When is the Perpetua Resources (PPTA) 2026 annual shareholder meeting and who can vote?

The 2026 annual meeting is on June 4, 2026 at 10:00 a.m. Mountain Time, held virtually. Shareholders of record at the close of business on April 8, 2026, holding 125,093,670 common shares in aggregate, are entitled to receive notice and vote.

What are the key features of Perpetua Resources’ 2026 Equity Incentive Plan?

The 2026 Equity Incentive Plan renames and amends the 2021 plan while keeping the 8,280,530-share reserve. It allows options, RSUs, performance-based awards and other share-based grants, generally requires at least one-year vesting, and caps non-employee director equity awards at $250,000 in grant-date value per year.
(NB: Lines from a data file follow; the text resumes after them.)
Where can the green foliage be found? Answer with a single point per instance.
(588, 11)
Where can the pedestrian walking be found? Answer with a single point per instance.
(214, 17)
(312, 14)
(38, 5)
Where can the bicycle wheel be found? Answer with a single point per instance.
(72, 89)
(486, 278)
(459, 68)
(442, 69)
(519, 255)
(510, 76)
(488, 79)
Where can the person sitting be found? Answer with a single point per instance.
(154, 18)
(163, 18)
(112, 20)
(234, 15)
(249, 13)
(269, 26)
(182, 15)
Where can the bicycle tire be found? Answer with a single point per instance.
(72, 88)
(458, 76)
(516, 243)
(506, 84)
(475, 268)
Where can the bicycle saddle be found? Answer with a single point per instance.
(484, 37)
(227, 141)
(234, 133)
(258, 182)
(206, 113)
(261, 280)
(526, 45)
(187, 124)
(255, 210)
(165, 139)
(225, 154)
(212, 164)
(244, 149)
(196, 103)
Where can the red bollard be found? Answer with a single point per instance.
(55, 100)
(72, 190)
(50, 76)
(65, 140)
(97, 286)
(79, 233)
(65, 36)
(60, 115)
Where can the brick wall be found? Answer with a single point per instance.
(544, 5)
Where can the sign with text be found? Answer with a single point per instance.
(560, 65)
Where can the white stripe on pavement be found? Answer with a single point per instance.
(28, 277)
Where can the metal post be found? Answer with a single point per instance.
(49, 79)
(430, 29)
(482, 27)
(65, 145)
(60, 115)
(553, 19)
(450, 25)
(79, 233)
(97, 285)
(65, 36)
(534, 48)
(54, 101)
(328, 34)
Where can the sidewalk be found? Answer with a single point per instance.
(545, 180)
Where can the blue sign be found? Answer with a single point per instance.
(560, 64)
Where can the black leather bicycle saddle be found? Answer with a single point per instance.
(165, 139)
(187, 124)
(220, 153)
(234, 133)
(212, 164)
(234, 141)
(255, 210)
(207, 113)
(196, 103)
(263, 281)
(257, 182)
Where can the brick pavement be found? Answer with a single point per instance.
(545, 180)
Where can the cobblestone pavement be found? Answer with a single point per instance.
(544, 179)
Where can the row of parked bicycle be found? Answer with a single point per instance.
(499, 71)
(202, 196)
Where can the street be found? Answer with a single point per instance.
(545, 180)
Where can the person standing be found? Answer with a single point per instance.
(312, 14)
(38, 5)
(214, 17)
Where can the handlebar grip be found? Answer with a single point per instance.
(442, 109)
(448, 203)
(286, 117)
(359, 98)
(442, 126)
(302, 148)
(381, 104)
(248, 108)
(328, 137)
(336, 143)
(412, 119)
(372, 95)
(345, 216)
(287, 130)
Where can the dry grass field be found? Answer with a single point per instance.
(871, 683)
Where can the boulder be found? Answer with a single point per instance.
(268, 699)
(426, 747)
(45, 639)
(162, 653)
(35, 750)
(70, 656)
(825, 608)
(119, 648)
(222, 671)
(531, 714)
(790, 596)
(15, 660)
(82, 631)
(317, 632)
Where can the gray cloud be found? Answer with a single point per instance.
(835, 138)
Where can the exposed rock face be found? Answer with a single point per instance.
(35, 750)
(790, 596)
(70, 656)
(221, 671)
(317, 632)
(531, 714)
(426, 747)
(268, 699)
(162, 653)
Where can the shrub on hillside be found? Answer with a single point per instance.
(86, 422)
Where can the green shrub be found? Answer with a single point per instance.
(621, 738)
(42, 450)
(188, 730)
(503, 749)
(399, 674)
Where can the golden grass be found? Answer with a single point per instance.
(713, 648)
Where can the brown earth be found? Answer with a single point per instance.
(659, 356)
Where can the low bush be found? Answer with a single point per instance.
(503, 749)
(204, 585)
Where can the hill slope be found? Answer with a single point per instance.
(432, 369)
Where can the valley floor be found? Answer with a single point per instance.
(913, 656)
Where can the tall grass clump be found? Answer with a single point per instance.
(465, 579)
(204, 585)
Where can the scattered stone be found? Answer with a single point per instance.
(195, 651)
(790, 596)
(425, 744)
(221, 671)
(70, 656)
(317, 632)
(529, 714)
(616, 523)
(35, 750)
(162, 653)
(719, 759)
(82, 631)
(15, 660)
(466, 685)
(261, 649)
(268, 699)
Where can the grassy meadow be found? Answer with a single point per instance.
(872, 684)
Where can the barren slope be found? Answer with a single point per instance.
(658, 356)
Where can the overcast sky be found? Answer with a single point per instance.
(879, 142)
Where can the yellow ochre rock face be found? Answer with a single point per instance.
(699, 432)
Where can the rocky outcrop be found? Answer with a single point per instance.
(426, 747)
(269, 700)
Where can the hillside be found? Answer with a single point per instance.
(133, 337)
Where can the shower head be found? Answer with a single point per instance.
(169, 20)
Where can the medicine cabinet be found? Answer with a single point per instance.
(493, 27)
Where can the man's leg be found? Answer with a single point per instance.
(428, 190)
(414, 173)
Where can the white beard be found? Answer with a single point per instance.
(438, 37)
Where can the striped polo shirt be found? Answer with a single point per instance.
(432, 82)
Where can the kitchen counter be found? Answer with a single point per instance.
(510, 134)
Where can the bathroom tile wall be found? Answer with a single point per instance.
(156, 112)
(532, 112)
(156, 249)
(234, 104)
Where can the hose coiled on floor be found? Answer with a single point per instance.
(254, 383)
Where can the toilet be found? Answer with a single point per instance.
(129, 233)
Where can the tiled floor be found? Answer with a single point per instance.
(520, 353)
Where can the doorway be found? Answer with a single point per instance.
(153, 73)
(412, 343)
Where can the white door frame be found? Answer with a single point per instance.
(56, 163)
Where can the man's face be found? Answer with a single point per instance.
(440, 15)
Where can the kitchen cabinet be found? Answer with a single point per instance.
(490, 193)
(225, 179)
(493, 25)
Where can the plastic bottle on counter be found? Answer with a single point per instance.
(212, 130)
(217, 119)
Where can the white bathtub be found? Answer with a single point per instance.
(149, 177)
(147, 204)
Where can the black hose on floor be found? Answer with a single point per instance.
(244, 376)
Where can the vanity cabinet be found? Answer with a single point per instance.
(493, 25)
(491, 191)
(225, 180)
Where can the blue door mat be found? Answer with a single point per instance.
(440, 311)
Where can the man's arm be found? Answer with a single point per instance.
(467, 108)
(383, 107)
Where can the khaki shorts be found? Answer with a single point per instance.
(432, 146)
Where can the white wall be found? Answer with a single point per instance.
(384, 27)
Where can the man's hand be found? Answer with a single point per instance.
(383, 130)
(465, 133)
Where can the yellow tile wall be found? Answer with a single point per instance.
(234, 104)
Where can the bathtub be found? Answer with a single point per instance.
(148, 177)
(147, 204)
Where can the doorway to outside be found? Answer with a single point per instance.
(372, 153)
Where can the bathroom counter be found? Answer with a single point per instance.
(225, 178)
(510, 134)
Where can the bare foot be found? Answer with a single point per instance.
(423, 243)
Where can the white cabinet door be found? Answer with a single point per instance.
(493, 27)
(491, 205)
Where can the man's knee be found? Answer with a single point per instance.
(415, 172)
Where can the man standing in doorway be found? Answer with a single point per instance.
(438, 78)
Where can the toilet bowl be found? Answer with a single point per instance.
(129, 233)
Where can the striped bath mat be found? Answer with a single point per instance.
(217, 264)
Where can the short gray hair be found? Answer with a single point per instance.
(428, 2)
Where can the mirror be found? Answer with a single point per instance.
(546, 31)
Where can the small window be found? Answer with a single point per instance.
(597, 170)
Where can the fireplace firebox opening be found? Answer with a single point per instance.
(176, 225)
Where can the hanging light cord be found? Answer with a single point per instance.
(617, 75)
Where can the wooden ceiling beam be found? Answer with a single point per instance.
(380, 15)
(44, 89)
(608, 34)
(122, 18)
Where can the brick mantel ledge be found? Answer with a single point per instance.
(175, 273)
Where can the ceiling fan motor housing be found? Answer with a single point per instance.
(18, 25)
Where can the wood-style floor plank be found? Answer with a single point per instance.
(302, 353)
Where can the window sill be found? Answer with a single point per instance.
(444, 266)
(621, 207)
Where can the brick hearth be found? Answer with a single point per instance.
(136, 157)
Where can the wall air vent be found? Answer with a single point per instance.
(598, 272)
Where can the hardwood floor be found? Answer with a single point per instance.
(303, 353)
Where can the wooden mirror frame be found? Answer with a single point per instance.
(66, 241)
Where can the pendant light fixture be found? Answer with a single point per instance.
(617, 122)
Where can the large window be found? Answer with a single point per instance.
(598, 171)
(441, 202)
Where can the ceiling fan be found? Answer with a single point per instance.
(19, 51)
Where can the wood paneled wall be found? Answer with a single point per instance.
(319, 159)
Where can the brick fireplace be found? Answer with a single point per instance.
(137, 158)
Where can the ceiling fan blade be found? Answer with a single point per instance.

How independent is the Perpetua Resources (PPTA) Board of Directors?

A majority of Perpetua’s directors are independent under Nasdaq, SEC and Canadian securities standards. All members of the Audit, Compensation, and Corporate Governance and Nominating Committees are independent, while the CEO, Jonathan Cherry, is the sole non-independent director due to his management role.

What governance protections does Perpetua Resources (PPTA) provide for director elections?

Perpetua uses a majority voting policy. In uncontested elections, any director receiving more withheld than for votes must offer to resign. The Corporate Governance and Nominating Committee reviews the situation and the Board decides within 90 days, then promptly discloses its decision via news release.

What ESG and safety results did Perpetua Resources (PPTA) report for 2025?

Perpetua reported zero reportable spills in 2025, extending a record of 166 months without such incidents, and zero lost-time safety incidents for 121 months. The company uses on-site solar power, continues legacy waste cleanup at Stibnite and conducts community outreach, site tours and classroom STEM engagement.

How are non-employee directors of Perpetua Resources (PPTA) compensated and aligned with shareholders?

Non-employee directors receive cash retainers plus additional committee and chair fees, often taken as deferred share units. For 2025, typical total compensation ranged around $59,000–$78,000. Directors must hold shares equal to three times their annual cash retainer, with compliance required within five years.